Uma das discussões é saber se os governos – o que caiu e o que entrará em funções – são legítimos. As pessoas não sabem o que quer dizer “legítimo”. O Presidente da República ter encomendado ao Dr. Passos Coelho, líder do partido mais votado, um governo, é legítimo. O direito e dever de criar esse governo é legítimo. Ir ao parlamento com ele legítimo é. Os partidos da oposição juntarem-se para derrubar esse governo, é legítimo. O Partido Socialista querer fazer governo, é vontade legítima. O presidente estar um bocadinho apertado e talvez até não gostar mas ser obrigado a pedir ao PS que forme governo é também legítimo. Legítimo vem de legis, “o que é reconhecido pela lei”. Mas também o que é genuíno, verdadeiro. Ou o que está conforme a valores reconhecidos, morais, éticos. Tudo o que se passou até agora é legítimo, podemos é não gostar.

Pessoalmente gosta?

Eu não gosto desta aliança, deste acordo com o PC e com o Bloco, porque é um acordo monstruoso e absurdo. Mas têm o direito de o fazer. Penso que o governo não vai prestar, mas isso é outra coisa, não tem nada a ver com legitimidade.
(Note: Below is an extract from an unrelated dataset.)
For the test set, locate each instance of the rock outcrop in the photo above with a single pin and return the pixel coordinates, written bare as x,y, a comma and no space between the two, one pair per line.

Qual é a segunda discussão ridícula?

O argumento fantástico de que não há partidos de primeira e partidos de segunda, não há deputados de primeira e deputados de segunda. Mas quem disse que há?! Isto são os PC, os bloquistas e os PS a dizer “nós também temos o direito de ir a governo”.

Mas no fundo a esquerda é que diz que a coligação não tem direito de formar governo…

O que a esquerda diz é isso. É que por vontade deles, já que são mais, são eles que fazem a lei, portanto não é preciso seguir as regras. Estamos na idade púbere da democracia.

Há uma inversão de posições?

Hoje em Portugal dizer de alguém que é de direita é um insulto. Dizer que alguém é de esquerda é um título de nobreza. Quantas vezes os senhores e as senhoras do Bloco de Esquerda, para argumentar, dizem “isto é uma política da direita”? E isso basta. Mas não devia bastar, têm de se explicar. É lamentável que ao fim de 40 anos tenhamos coisas tão sérias para discutir, problemas tão novos e tão pesados, e estejamos ainda embrulhados na trica adjectiva, absolutamente nonsense.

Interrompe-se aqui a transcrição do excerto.